Located in the historic centre of Alençon, the site includes 3 entities: a venerable religious institution teaching deaf-mutes, its outbuildings, and a public square, the whole linked by the bordering Sarthe River.
The facing riverbank will host a planned bus terminal, currently in the design phase and to be completed concurrently to this project (Project-managed by Sogetti).
The intent is to reinforce and encourage urban daily walking (to or from the market, the bus terminal and the shopping strips) as well as providing a setting for events and a tourist presence, especially making use of the continuity to be created along the Sarthe. This was outlined in a guide plan prior to the consultation (with architect Paul Ravaux).
The composition encompasses the predictable logic underlying these kinds of trails, highlighting the surrounding monuments and the traces that show how the Sarthe River and the city have evolved across the site (the former riverbed before it was channelled and the ancient battlements).
We completed a footbridge across the Sarthe River to spare the core of the site and to provide a powerful urban anchor. Made of irregular metal mesh, the footbridge lets through glimpses of the surrounding site, expressing a contemporary take on lace as it generates an intense interplay of light and shade. The footbridge’s metal frame is adorned with small ironwork elements.
To the north of the site there is a phenology garden with white flowers evoking the kinds of floral and leafy motifs that have inspired Alençon lace.
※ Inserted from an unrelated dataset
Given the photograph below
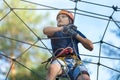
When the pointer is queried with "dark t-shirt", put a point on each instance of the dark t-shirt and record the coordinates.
(62, 40)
Lastly, the project is also deploying alphabetical sculptures representing sign language patterns (hands made of bronze set in a stand, moulded from the students and teachers at the Providence institution), also translated into braille, as an entertaining tribute the site’s educational past.

Feedback (last visit in 2016)

  • Densely veined robinia boards have proven to be ineffective against slippage. This will be resolved by adding a corundum seal.
  • Children are spontaneously using the slabs dotting the lawn for games that are half-way between hopscotch and leapfrog
  • Children and adults have fun reproducing the letters in French sign language whenever they walk past the hand sculptures.
  • The motif used for the footbridge has inspired the design of the municipality’s New Year’s Day cards 2016!